Ultimately the key test of a successful immigration enforcement operation is the return of those who breach their conditions of entry or who are no longer entitled to stay here. Whilst I welcome the streamlining of the appeals process there are likely to be lengthy legal challenges to this which have frustrated removals for many years, culminating in the recent decision by the Court of Appeal to declare the detained fast-track system unlawful. The use of asylum and human rights claims to frustrate the removals process – often on numerous occasions – is a major tactic employed by lawyers to keep their clients in the UK. Additionally most countries now refuse to document their own nationals for removal, or are extremely tardy in doing so. The breakdown of the Dublin Convention and the failure of EU Member States to manage asylum applications or to control the external border means that significant numbers of people claiming asylum in the UK should be returned to their first point of entry to the EU. Yet in the past UK courts have held that asylum processes in countries like Greece and Italy are not sufficiently robust to allow us to return applicants there. Some of these cases are still ongoing.
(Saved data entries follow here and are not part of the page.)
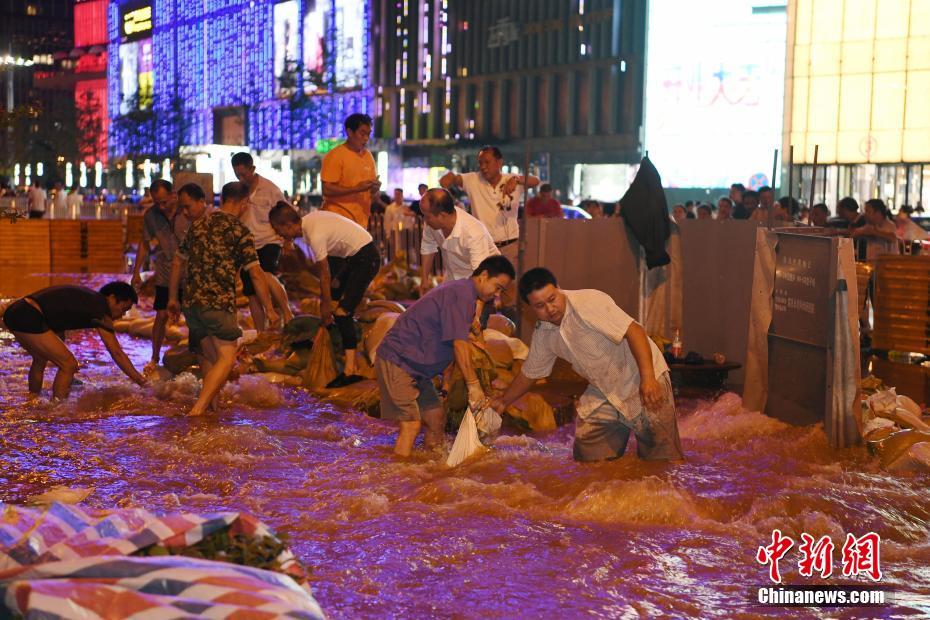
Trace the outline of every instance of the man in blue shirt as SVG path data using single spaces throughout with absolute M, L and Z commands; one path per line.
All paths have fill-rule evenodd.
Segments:
M 478 300 L 492 301 L 514 277 L 509 260 L 489 256 L 470 278 L 443 284 L 413 304 L 381 341 L 375 369 L 381 417 L 400 422 L 395 454 L 410 456 L 421 421 L 427 448 L 442 441 L 446 416 L 433 378 L 453 360 L 465 377 L 469 405 L 483 406 L 486 396 L 471 364 L 468 334 Z

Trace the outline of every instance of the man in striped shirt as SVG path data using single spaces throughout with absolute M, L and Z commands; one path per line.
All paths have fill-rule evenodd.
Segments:
M 642 326 L 606 293 L 562 290 L 542 267 L 523 274 L 519 293 L 539 322 L 520 374 L 491 406 L 503 411 L 561 357 L 589 382 L 578 403 L 576 460 L 622 456 L 631 432 L 640 458 L 683 458 L 668 366 Z

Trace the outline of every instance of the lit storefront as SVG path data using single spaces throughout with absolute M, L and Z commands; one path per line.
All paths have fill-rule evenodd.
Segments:
M 115 167 L 135 166 L 133 185 L 145 160 L 168 176 L 166 159 L 219 183 L 228 152 L 248 149 L 282 189 L 307 191 L 317 145 L 341 139 L 347 115 L 372 112 L 366 0 L 110 0 L 109 10 L 109 150 Z
M 930 0 L 789 6 L 785 147 L 794 195 L 835 207 L 879 197 L 930 206 Z

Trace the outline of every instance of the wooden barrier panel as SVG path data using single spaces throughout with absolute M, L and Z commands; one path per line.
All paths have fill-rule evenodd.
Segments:
M 49 271 L 57 273 L 78 273 L 87 256 L 86 227 L 82 234 L 81 220 L 52 220 L 49 222 L 51 239 Z
M 0 297 L 19 297 L 47 286 L 51 270 L 47 220 L 0 221 Z
M 118 220 L 53 220 L 51 269 L 55 273 L 123 273 L 123 223 Z
M 872 346 L 930 354 L 930 256 L 880 256 Z
M 142 214 L 126 216 L 126 246 L 139 247 L 142 243 Z
M 123 223 L 119 220 L 87 222 L 87 267 L 92 273 L 124 273 Z
M 527 219 L 523 271 L 533 267 L 550 269 L 562 288 L 604 291 L 641 320 L 639 244 L 619 218 Z M 526 313 L 524 318 L 520 332 L 528 338 L 535 319 Z
M 681 231 L 682 323 L 685 351 L 723 353 L 744 368 L 730 373 L 741 386 L 749 346 L 756 231 L 749 220 L 687 220 Z

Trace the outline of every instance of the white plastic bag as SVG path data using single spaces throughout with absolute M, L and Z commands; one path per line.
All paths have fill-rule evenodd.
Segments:
M 475 424 L 478 426 L 481 443 L 489 446 L 501 430 L 501 416 L 490 407 L 485 407 L 475 415 Z
M 487 450 L 478 438 L 478 425 L 475 422 L 475 415 L 471 409 L 465 410 L 465 416 L 459 425 L 459 432 L 455 436 L 455 443 L 452 444 L 452 450 L 449 451 L 449 458 L 446 459 L 446 465 L 456 467 L 468 457 Z

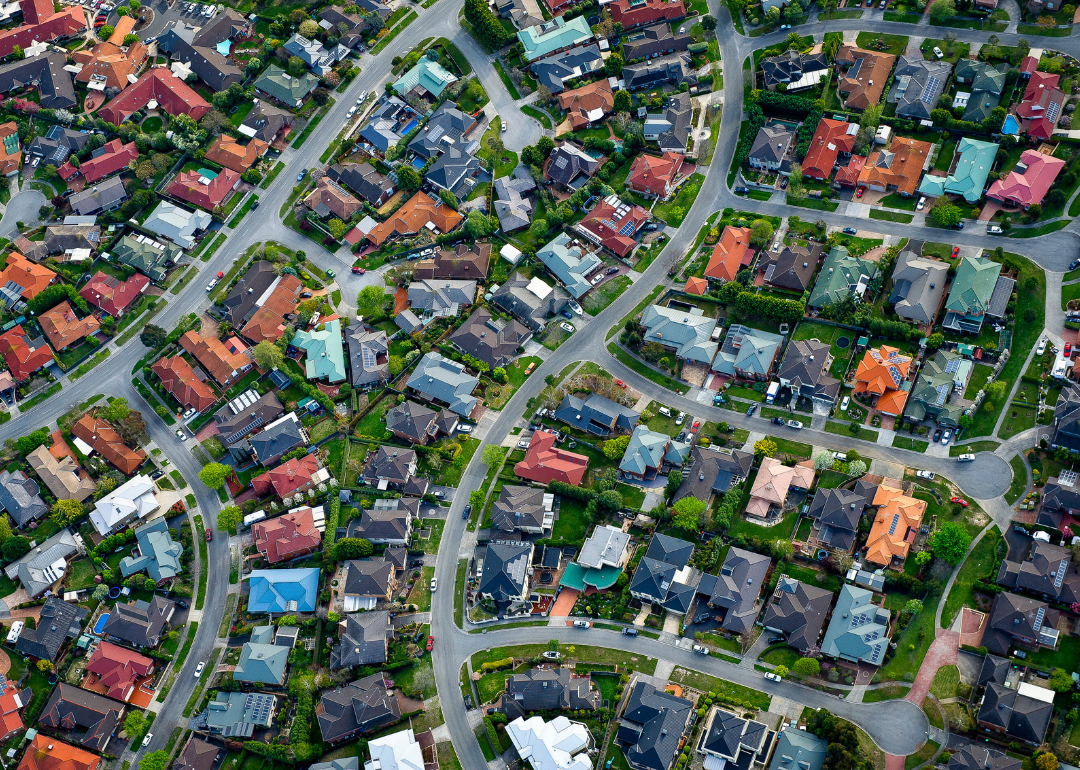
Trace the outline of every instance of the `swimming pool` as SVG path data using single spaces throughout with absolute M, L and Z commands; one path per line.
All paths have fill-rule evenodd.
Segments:
M 94 633 L 95 634 L 100 634 L 101 630 L 103 628 L 105 628 L 105 623 L 108 622 L 108 620 L 109 620 L 109 613 L 107 613 L 107 612 L 104 615 L 102 615 L 100 618 L 98 618 L 97 623 L 94 624 Z
M 405 136 L 410 131 L 412 131 L 414 128 L 416 128 L 418 125 L 420 125 L 420 121 L 414 118 L 413 120 L 409 121 L 409 125 L 405 126 L 405 128 L 403 128 L 403 129 L 401 129 L 401 135 Z
M 1016 116 L 1011 113 L 1005 116 L 1005 123 L 1001 127 L 1001 133 L 1016 136 L 1020 133 L 1020 124 L 1016 122 Z
M 427 165 L 427 161 L 424 160 L 423 158 L 421 158 L 419 155 L 417 155 L 415 158 L 413 158 L 412 167 L 415 168 L 417 171 L 420 171 L 426 165 Z

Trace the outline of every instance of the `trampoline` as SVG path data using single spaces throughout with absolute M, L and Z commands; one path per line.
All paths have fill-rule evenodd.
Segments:
M 100 634 L 102 629 L 105 628 L 105 624 L 108 621 L 109 621 L 109 613 L 106 612 L 104 615 L 102 615 L 100 618 L 98 618 L 97 623 L 94 624 L 94 633 L 95 634 Z
M 1020 124 L 1017 122 L 1016 116 L 1011 113 L 1005 116 L 1005 123 L 1001 126 L 1001 133 L 1009 134 L 1010 136 L 1015 136 L 1020 133 Z
M 550 572 L 541 572 L 540 573 L 540 582 L 543 585 L 551 585 L 552 580 L 554 580 L 554 577 L 552 577 Z
M 850 345 L 851 339 L 849 337 L 836 338 L 836 347 L 840 348 L 841 350 L 847 350 Z

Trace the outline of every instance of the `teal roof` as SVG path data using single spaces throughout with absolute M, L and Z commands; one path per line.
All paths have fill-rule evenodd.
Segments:
M 877 266 L 873 262 L 849 255 L 843 246 L 834 246 L 821 266 L 814 291 L 806 304 L 824 307 L 840 302 L 858 288 L 860 281 L 865 290 L 876 274 Z
M 4 152 L 8 155 L 15 155 L 19 151 L 19 135 L 8 134 L 4 137 Z
M 305 72 L 300 77 L 294 78 L 276 64 L 267 67 L 266 71 L 255 81 L 255 88 L 290 107 L 299 106 L 300 102 L 314 91 L 317 85 L 319 85 L 319 79 L 310 72 Z
M 262 629 L 272 628 L 262 626 Z M 259 629 L 256 629 L 259 630 Z M 252 632 L 251 638 L 256 637 Z M 259 638 L 264 638 L 260 634 Z M 265 642 L 247 642 L 240 650 L 240 660 L 233 671 L 237 682 L 258 682 L 261 684 L 285 684 L 285 668 L 289 662 L 291 647 Z
M 992 142 L 965 136 L 956 148 L 958 157 L 953 172 L 946 177 L 927 174 L 919 185 L 919 192 L 935 197 L 942 193 L 963 195 L 968 203 L 977 203 L 986 189 L 986 179 L 994 166 L 997 149 Z
M 780 731 L 769 770 L 821 770 L 828 744 L 791 725 Z
M 139 555 L 120 560 L 120 572 L 124 577 L 146 570 L 147 575 L 161 581 L 174 578 L 183 571 L 180 554 L 184 547 L 169 536 L 164 518 L 136 528 L 135 539 L 139 543 Z
M 333 383 L 345 379 L 345 349 L 341 344 L 341 321 L 337 318 L 311 331 L 297 332 L 292 344 L 307 354 L 304 373 L 309 380 L 325 377 Z
M 889 646 L 889 615 L 874 604 L 872 591 L 845 584 L 821 642 L 822 655 L 880 666 Z
M 422 57 L 416 66 L 401 76 L 401 80 L 394 83 L 394 90 L 401 96 L 409 93 L 420 86 L 429 94 L 438 98 L 451 83 L 456 83 L 457 78 L 437 61 Z
M 314 612 L 318 603 L 319 568 L 257 569 L 246 578 L 248 612 Z
M 982 257 L 964 257 L 953 276 L 945 309 L 966 316 L 982 316 L 990 306 L 1001 265 Z
M 525 47 L 525 60 L 532 61 L 541 56 L 568 48 L 585 40 L 592 39 L 592 30 L 584 16 L 567 21 L 562 16 L 535 27 L 526 27 L 518 34 L 518 40 Z

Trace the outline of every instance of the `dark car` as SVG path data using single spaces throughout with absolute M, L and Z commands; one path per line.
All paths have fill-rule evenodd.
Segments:
M 757 411 L 757 404 L 750 404 L 750 406 L 746 407 L 746 416 L 747 417 L 753 417 L 754 412 L 756 412 L 756 411 Z
M 786 190 L 788 184 L 788 178 L 786 176 L 780 177 L 780 189 Z
M 177 599 L 176 600 L 176 606 L 179 607 L 180 609 L 186 610 L 188 608 L 188 603 L 185 602 L 183 599 Z
M 472 708 L 473 708 L 472 696 L 471 695 L 466 695 L 465 696 L 465 710 L 466 711 L 472 711 Z
M 964 229 L 964 223 L 963 222 L 957 222 L 955 225 L 952 226 L 952 228 L 953 228 L 953 230 L 963 230 Z
M 782 637 L 782 636 L 770 636 L 769 637 L 769 644 L 779 644 L 782 641 L 784 641 L 784 637 Z
M 856 230 L 854 227 L 845 227 L 844 232 L 847 233 L 848 235 L 855 235 L 855 233 L 857 233 L 859 231 Z
M 259 202 L 255 201 L 254 203 L 251 204 L 251 210 L 254 211 L 257 208 L 259 208 Z
M 164 475 L 165 475 L 165 471 L 154 471 L 153 473 L 150 474 L 150 478 L 152 478 L 152 479 L 160 479 Z
M 773 425 L 783 425 L 784 424 L 784 418 L 783 417 L 773 417 L 772 418 L 772 423 L 773 423 Z
M 940 440 L 941 440 L 941 428 L 938 428 L 937 430 L 934 431 L 934 443 L 936 444 Z
M 607 270 L 604 271 L 605 275 L 615 275 L 615 273 L 617 272 L 619 272 L 619 268 L 617 267 L 609 267 Z
M 305 176 L 307 176 L 307 169 L 306 168 L 303 171 L 301 171 L 299 174 L 296 175 L 296 181 L 297 182 L 303 182 Z
M 736 187 L 735 188 L 735 194 L 736 195 L 749 195 L 750 194 L 750 188 L 749 187 Z
M 563 317 L 563 318 L 566 318 L 567 320 L 572 320 L 572 319 L 574 318 L 574 314 L 573 314 L 573 313 L 571 313 L 571 312 L 570 312 L 569 310 L 567 310 L 566 308 L 563 308 L 563 309 L 562 309 L 562 313 L 561 313 L 560 315 L 562 315 L 562 317 Z
M 1075 270 L 1078 267 L 1080 267 L 1080 259 L 1074 259 L 1072 262 L 1069 263 L 1070 270 Z
M 699 612 L 697 614 L 697 616 L 694 618 L 694 623 L 704 623 L 710 617 L 711 617 L 711 615 L 708 612 Z

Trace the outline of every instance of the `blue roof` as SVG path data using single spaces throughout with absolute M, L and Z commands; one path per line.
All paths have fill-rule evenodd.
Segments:
M 257 569 L 250 577 L 248 612 L 314 612 L 319 595 L 319 570 Z

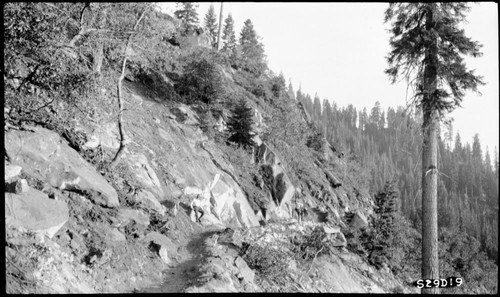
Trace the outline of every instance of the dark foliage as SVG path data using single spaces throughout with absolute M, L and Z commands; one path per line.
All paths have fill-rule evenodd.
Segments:
M 245 99 L 241 99 L 232 111 L 232 115 L 227 122 L 230 133 L 229 141 L 249 147 L 254 145 L 252 137 L 253 109 L 247 106 Z
M 217 64 L 205 57 L 187 64 L 176 89 L 188 103 L 201 101 L 212 104 L 224 94 L 223 79 Z

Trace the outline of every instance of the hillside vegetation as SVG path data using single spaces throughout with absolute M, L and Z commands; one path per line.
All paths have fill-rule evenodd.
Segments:
M 268 69 L 250 20 L 217 51 L 189 9 L 5 4 L 7 292 L 416 292 L 418 119 L 358 128 Z M 446 292 L 497 291 L 487 163 L 442 182 Z

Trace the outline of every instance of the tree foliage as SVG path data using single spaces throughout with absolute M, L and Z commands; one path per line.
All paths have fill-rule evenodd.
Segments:
M 203 55 L 194 55 L 190 59 L 176 85 L 177 92 L 188 103 L 215 103 L 224 94 L 223 78 L 217 64 Z
M 224 43 L 221 51 L 229 57 L 230 63 L 234 67 L 237 65 L 239 55 L 236 34 L 234 33 L 234 20 L 231 14 L 224 20 L 222 40 Z
M 215 13 L 215 9 L 213 4 L 210 4 L 207 13 L 205 14 L 205 18 L 203 19 L 203 26 L 207 31 L 208 36 L 210 36 L 210 40 L 212 41 L 212 46 L 217 46 L 217 33 L 218 33 L 218 25 L 217 25 L 217 15 Z
M 198 12 L 196 11 L 198 4 L 195 2 L 177 2 L 177 10 L 175 16 L 181 20 L 181 33 L 186 35 L 192 32 L 198 25 Z
M 422 98 L 428 88 L 422 60 L 429 54 L 436 56 L 437 87 L 433 99 L 420 100 L 418 105 L 429 105 L 443 114 L 460 106 L 467 90 L 477 92 L 477 87 L 484 84 L 482 77 L 467 69 L 463 58 L 482 55 L 482 45 L 466 37 L 460 28 L 469 10 L 465 2 L 391 3 L 385 12 L 385 21 L 392 21 L 392 50 L 386 70 L 392 82 L 399 77 L 410 79 L 415 98 Z
M 260 76 L 267 69 L 264 45 L 259 39 L 252 21 L 246 20 L 240 33 L 242 67 L 256 76 Z
M 253 108 L 248 107 L 246 100 L 242 98 L 236 103 L 227 122 L 228 131 L 231 134 L 229 141 L 244 147 L 254 145 L 253 124 Z

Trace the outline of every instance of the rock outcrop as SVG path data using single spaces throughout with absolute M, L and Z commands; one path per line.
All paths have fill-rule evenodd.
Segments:
M 35 189 L 5 194 L 5 224 L 52 238 L 68 221 L 68 206 Z
M 118 206 L 115 189 L 57 133 L 40 127 L 32 130 L 5 133 L 5 151 L 12 164 L 52 187 L 88 192 L 98 204 Z
M 255 160 L 263 169 L 263 179 L 272 197 L 267 213 L 274 213 L 280 218 L 291 217 L 291 201 L 295 187 L 288 178 L 280 158 L 268 145 L 262 143 L 255 149 Z

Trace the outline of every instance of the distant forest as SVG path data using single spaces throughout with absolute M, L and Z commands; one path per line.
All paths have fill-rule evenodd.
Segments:
M 349 104 L 340 108 L 300 90 L 304 105 L 318 130 L 338 152 L 360 163 L 370 176 L 370 193 L 395 181 L 401 193 L 400 211 L 413 226 L 421 226 L 422 119 L 403 107 L 382 110 L 380 103 L 368 112 Z M 489 258 L 498 263 L 498 151 L 492 162 L 482 152 L 476 134 L 472 146 L 454 137 L 452 121 L 442 127 L 439 140 L 439 228 L 455 229 L 475 237 Z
Notice of Removal and subsequent challenges thereto

Enforcement guidelines now require that most immigration offenders detained in the field are given 72 hours’ notice before removal directions can be set. This invariably sets off a chain of events leading to new applications for asylum or human rights to thwart removal. In these circumstances it is often very difficult to bring a case to a final conclusion where removal becomes inevitable. So long as lawyers are able to bring new evidence to bear at the point of arrest or detention, and the EU continues to evade its responsibilities under the Dublin Convention, we will continue to struggle to achieve returns.

Conclusion

Given the ongoing difficulties in achieving returns, it is ever more important that we invest what scarce resources we have in our pre – entry controls to prevent irregular migration in the first place; and that we do not waste scarce resources trying to enforce a new offence of illegal working. It would be unhelpful to implement this clause only to see a report from the Chief Inspector of Immigration to the Home Secretary in a couple of years’ time complaining that it was never used.

Immigration Enforcement teams should focus decreasing resources upon other remedies such as administrative removal and civil penalties; and they should be encouraged to work with employers, service providers and housing authorities within their local areas to ensure that they are properly equipped to identify irregular migrants and deny them services accordingly. History shows us that prosecuting illegal workers would be a retrograde step; there are already multiple provisions for prosecution available in the current law for prosecution that are seldom used for the reasons set out above. Other remedies such as administrative removal and employers sanctions are far more effective in achieving the desired outcome, if properly applied.